Ceferina entre los tufos de las pomadas y el olor a lupanar de su abrigo, se fue quedando sola en primera fila, sus amigas las cantoras le fueron haciendo el vacío, por un lado por lo mal que olía y porque era mejor no estar al lado de ella si la Agapita, era la artífice de aquella venganza.
Ni el médico de Pernicio, daba con el origen del mal de La Garufa, incluso él, no tenía muchas ganas de auscultarla, por el hedor que desprendía y porque vete a saber si aquello era contagioso.
En torno a Ceferina Valfuente, se hizo el vacío, y probó en sus últimos días, lo que era estar sola, despreciada y jodida. Hasta ella misma comenzó a pensar que era un castigo divino, por lo mala pécora que había sido.
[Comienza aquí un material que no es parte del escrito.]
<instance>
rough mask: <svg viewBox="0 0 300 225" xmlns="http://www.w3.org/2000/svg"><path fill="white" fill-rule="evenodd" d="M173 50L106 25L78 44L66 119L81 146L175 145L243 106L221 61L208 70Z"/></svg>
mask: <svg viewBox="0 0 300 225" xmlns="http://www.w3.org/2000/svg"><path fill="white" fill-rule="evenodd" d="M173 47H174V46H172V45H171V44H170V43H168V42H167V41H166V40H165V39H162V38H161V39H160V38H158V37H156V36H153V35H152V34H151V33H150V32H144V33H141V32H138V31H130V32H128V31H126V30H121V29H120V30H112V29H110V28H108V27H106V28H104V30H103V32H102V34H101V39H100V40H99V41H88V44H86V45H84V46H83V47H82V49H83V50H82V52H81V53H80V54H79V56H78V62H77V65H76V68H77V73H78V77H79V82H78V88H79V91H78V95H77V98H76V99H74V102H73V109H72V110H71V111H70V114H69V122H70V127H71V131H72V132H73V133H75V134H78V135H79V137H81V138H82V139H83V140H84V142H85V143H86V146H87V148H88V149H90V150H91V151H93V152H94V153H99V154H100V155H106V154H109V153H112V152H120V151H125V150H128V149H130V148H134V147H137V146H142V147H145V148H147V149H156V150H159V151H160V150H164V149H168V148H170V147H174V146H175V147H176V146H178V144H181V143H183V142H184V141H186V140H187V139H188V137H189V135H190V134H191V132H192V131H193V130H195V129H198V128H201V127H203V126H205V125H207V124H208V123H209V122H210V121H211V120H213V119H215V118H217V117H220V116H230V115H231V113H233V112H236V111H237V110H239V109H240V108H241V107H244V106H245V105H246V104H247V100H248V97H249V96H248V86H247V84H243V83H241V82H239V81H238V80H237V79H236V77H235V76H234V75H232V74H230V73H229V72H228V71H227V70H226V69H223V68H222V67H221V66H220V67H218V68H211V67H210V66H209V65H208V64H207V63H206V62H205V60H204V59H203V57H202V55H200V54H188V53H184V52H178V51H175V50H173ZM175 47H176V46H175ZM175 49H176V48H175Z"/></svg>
Y la verdad de este asunto, es que los muertos para ejecutar venganzas necesitan colaboradores, y había sido Nicanora, la que le había echado una mano al destino. Nicanora, estaba casada con Amancio, un chaval que trabajaba en la central nuclear de Almaraz, y era de allí de donde venía el mal de la Ceferina, de unos polvos que robo por que se lo habia pedido así Nicanora, polvos que la hija de la Vinagre, mezcló con el azúcar del azucarero de porcelana de la casa de su padre, sabedora de que su padre no endulzaba el café, pero si y mucho La Garufa, y que como estaba metida todo el día allí, en la casa de su madre, era ella la que iba a vaciar el dulce azucarero, y así fue como la Agapita le cobró a la zorra, sus malas mañas.